La soledad

Sergio Ruiz Antorán

Sergio Ruiz Antorán

Atención spoiler! Qué carajo. Autopromoción en toda regla. Vayan ahora o más tarde, cuando quieran, que no soy tan dictador, pero acérquense un ratito. Última página de deportes. Maravilloso reportaje de montaña. Protagonista de los buenos. Fernando Garrido. E historia legendaria. Cuando se convirtió en el primer ser humano que ascendía un ochomil en invierno y sin compañía. Mejor, para no discutir. Nada nuevo para él. 62 días y 62 noches pasó en la cima del Aconcagua con sus circunstancias y las del rey emérito, que le llamó para echar una charrada, no sabemos si le contó algo de Bárbara Rey o de sus chanchullos borbónicos. Nadie ha pasado tanto tiempo tan alto.

Por algo el teléfono de Fernando olía a chamusquina durante la pandemia. Le llamaban como consejero real. Que no por Juancar, sino por sus dotes para eso de pasar la soledad.

La soledad. ¿Qué es la soledad? Un estado o un sentimiento. Porque una cosa es, como Garrido, querer estar solo, aceptarlo y hasta disfrutarlo, y otra muy distinta es sentir el más absoluto aislamiento social, no notarse aceptado, la tristeza y ansiedad que eso supone. Una soledad no deseada, emocional. Una que te puede entumecer hasta dentro de una densa marabunta sin encontrar consuelo. Esta semana se publicó un análisis de la Federación Vecinal de Teruel que resalta que el 39% de la gente que vive en pueblos pequeños dice sentirse solo. Una elevadísima cifra que contradice que en el campo uno se vea más arropado al estar en una comunidad estrecha, porque los vecinos existen de verdad, se les conoce y atiende, que es mi experiencia.
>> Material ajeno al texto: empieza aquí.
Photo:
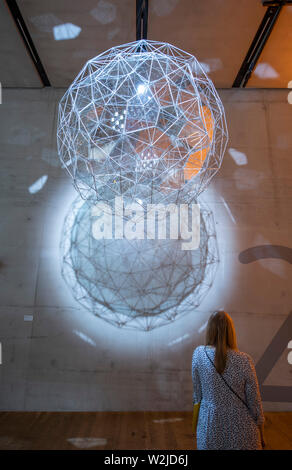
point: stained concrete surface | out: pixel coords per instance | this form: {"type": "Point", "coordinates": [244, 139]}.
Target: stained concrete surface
{"type": "Point", "coordinates": [64, 358]}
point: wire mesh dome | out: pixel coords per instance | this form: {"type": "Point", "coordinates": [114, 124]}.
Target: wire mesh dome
{"type": "Point", "coordinates": [140, 284]}
{"type": "Point", "coordinates": [142, 118]}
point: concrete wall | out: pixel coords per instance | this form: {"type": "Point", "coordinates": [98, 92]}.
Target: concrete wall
{"type": "Point", "coordinates": [55, 354]}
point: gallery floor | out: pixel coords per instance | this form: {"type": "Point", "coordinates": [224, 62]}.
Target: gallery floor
{"type": "Point", "coordinates": [117, 430]}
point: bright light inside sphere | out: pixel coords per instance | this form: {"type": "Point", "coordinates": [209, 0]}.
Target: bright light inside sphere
{"type": "Point", "coordinates": [141, 89]}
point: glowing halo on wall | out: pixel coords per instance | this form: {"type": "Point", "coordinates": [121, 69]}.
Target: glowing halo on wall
{"type": "Point", "coordinates": [136, 284]}
{"type": "Point", "coordinates": [140, 118]}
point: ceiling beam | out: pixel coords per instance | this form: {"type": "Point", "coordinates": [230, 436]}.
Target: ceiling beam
{"type": "Point", "coordinates": [28, 42]}
{"type": "Point", "coordinates": [257, 45]}
{"type": "Point", "coordinates": [141, 19]}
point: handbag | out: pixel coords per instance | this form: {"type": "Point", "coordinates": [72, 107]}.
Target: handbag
{"type": "Point", "coordinates": [230, 388]}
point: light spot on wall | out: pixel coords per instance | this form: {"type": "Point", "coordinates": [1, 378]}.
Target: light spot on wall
{"type": "Point", "coordinates": [266, 71]}
{"type": "Point", "coordinates": [38, 184]}
{"type": "Point", "coordinates": [105, 12]}
{"type": "Point", "coordinates": [84, 337]}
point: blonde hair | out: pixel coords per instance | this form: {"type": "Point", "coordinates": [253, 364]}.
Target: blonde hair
{"type": "Point", "coordinates": [221, 334]}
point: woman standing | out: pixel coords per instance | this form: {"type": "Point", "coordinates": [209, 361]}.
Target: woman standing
{"type": "Point", "coordinates": [228, 411]}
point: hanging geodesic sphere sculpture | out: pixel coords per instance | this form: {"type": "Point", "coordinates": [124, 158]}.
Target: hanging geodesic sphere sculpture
{"type": "Point", "coordinates": [142, 120]}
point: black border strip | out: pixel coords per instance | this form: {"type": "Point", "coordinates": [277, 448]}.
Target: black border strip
{"type": "Point", "coordinates": [257, 46]}
{"type": "Point", "coordinates": [22, 28]}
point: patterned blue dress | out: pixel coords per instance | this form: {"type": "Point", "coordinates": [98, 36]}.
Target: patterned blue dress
{"type": "Point", "coordinates": [224, 422]}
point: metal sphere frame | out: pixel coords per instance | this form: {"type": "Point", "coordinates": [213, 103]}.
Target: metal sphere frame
{"type": "Point", "coordinates": [141, 119]}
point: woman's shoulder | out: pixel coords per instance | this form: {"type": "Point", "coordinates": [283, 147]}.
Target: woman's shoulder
{"type": "Point", "coordinates": [245, 357]}
{"type": "Point", "coordinates": [198, 350]}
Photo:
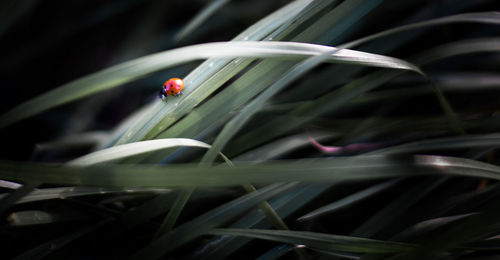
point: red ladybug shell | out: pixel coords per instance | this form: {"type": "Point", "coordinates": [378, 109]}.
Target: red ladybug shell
{"type": "Point", "coordinates": [173, 86]}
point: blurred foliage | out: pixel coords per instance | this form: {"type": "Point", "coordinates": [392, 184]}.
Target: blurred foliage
{"type": "Point", "coordinates": [310, 157]}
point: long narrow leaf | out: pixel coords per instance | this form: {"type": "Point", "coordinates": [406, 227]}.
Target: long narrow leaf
{"type": "Point", "coordinates": [318, 170]}
{"type": "Point", "coordinates": [132, 70]}
{"type": "Point", "coordinates": [320, 240]}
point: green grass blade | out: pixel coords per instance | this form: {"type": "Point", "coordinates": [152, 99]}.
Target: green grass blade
{"type": "Point", "coordinates": [252, 79]}
{"type": "Point", "coordinates": [320, 240]}
{"type": "Point", "coordinates": [237, 122]}
{"type": "Point", "coordinates": [342, 96]}
{"type": "Point", "coordinates": [200, 18]}
{"type": "Point", "coordinates": [126, 150]}
{"type": "Point", "coordinates": [214, 218]}
{"type": "Point", "coordinates": [346, 201]}
{"type": "Point", "coordinates": [447, 143]}
{"type": "Point", "coordinates": [132, 70]}
{"type": "Point", "coordinates": [319, 170]}
{"type": "Point", "coordinates": [285, 205]}
{"type": "Point", "coordinates": [479, 17]}
{"type": "Point", "coordinates": [72, 192]}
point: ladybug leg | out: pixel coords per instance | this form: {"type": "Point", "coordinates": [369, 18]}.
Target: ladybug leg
{"type": "Point", "coordinates": [162, 96]}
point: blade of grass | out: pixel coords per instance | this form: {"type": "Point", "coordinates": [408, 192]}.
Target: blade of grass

Sin embargo, sé que muchas personas se pueden sufrir soledad.

Sobre todo las mayores, nuestros abuelos, quizá viudos, quizá cansados, aislados o nostálgicos. En el informe se daba un dato aclaratorio. Se había muestreado a 149 personas, con una edad media de 79 años. Si estos números son trasladables, si no mienten, nos encontramos ante un problema sustancial y progresivo en nuestro mundo rural.

Por suerte, conozco de primera mano la labor que en nuestras comarcas realizan los servicios de ayuda a domicilio, auténticos salvavidas de muchos ancianos en nuestros pueblos, que gracias a su trabajo alimentan su autonomía con las tareas a las que les ayudan. También esta tarea les apoya esos momentos de compañía que añoran, albergando un buen momento en el día, relacionándose, esencia para los seres humanos como seres sociales. Esos servicios públicos tan esenciales en nuestros pueblos que no nos pueden quitar. A los que no podemos renunciar como sociedad. Porque son para todos.